L’Effet aquatique ★★★☆

Samir est grutier à Montreuil. Il tombe sous le charme d’Agathe, maître-nageur à la piscine Maurice-Thorez. Pour l’approcher, il prétend vouloir apprendre à nager. La jeune femme n’est pas insensible au charme taciturne de son élève en maillot orange. Mais lorsqu’elle découvre la supercherie, elle fuit en Islande pour participer à un – improbable – congrès mondial des maîtres-nageurs. Son sigisbée transi ne s’avoue pas vaincu et l’y suivra pour lui prouver la sincérité de son amour.

L’Effet aquatique est un petit film terriblement attachant. Un conte de fée contemporain entre Montreuil et Reykjavík, les deux ports d’attache de la réalisatrice franco-islandaise décédée en 2015. Une histoire d’amour tendrement surréaliste.
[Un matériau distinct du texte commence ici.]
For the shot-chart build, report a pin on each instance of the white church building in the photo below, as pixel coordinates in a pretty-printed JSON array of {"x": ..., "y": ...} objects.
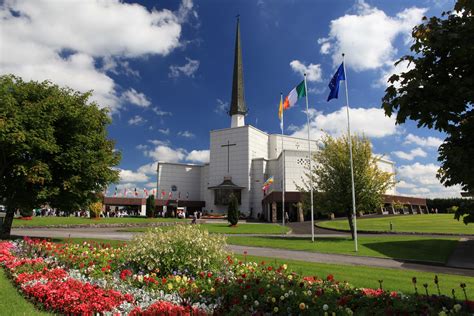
[{"x": 242, "y": 158}]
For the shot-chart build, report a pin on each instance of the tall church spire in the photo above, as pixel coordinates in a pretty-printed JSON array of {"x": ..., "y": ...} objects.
[{"x": 238, "y": 109}]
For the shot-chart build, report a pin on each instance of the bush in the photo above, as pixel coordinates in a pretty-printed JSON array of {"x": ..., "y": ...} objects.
[
  {"x": 95, "y": 209},
  {"x": 181, "y": 248},
  {"x": 26, "y": 213},
  {"x": 233, "y": 210}
]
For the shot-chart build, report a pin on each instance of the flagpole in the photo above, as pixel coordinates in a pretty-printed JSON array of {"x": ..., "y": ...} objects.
[
  {"x": 283, "y": 163},
  {"x": 354, "y": 217},
  {"x": 310, "y": 160}
]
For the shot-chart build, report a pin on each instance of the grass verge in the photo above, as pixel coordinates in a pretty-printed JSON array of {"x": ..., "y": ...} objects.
[
  {"x": 361, "y": 276},
  {"x": 420, "y": 223},
  {"x": 223, "y": 228},
  {"x": 408, "y": 248}
]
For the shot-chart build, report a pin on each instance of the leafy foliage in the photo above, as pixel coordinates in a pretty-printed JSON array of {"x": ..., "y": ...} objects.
[
  {"x": 182, "y": 248},
  {"x": 331, "y": 175},
  {"x": 439, "y": 91},
  {"x": 95, "y": 209},
  {"x": 150, "y": 206},
  {"x": 233, "y": 210},
  {"x": 53, "y": 147}
]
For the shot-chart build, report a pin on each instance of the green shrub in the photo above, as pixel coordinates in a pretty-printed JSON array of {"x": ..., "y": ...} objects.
[
  {"x": 26, "y": 212},
  {"x": 181, "y": 248},
  {"x": 233, "y": 210},
  {"x": 453, "y": 209}
]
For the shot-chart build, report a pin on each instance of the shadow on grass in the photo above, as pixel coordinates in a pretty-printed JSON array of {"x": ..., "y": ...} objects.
[{"x": 424, "y": 250}]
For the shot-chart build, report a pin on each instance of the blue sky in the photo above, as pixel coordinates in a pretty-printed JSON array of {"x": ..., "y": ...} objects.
[{"x": 164, "y": 68}]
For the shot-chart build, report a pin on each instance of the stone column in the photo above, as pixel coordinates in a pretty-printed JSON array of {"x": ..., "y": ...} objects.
[{"x": 274, "y": 213}]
Sans doute le film est-il divisé en deux parties un peu trop différentes pour former un tout cohérent. La première se déroule presque intégralement entre les murs de la piscine Maurice-Thorez dont Sólveig Anspach croque avec jubilation les employés : un directeur pas très malin, un caissier toujours de bonne humeur, un maître-nageur lubrique. C’est dans ce cadre improbable que Samir et Agathe se rapprochent. Rupture de lieu, mais pas de ton, lorsque le film se déporte vers l’Islande. Pour participer au Congrès mondial des maîtres-nageurs, Samir se fait passer pour le délégué israélien et improvise un discours aussi naïf qu’émouvant.

La modestie de ce film l’empêche de prétendre au statut de chef-d’œuvre. Mais, dans le registre qui est le sien, L’Effet aquatique est une réussite totale.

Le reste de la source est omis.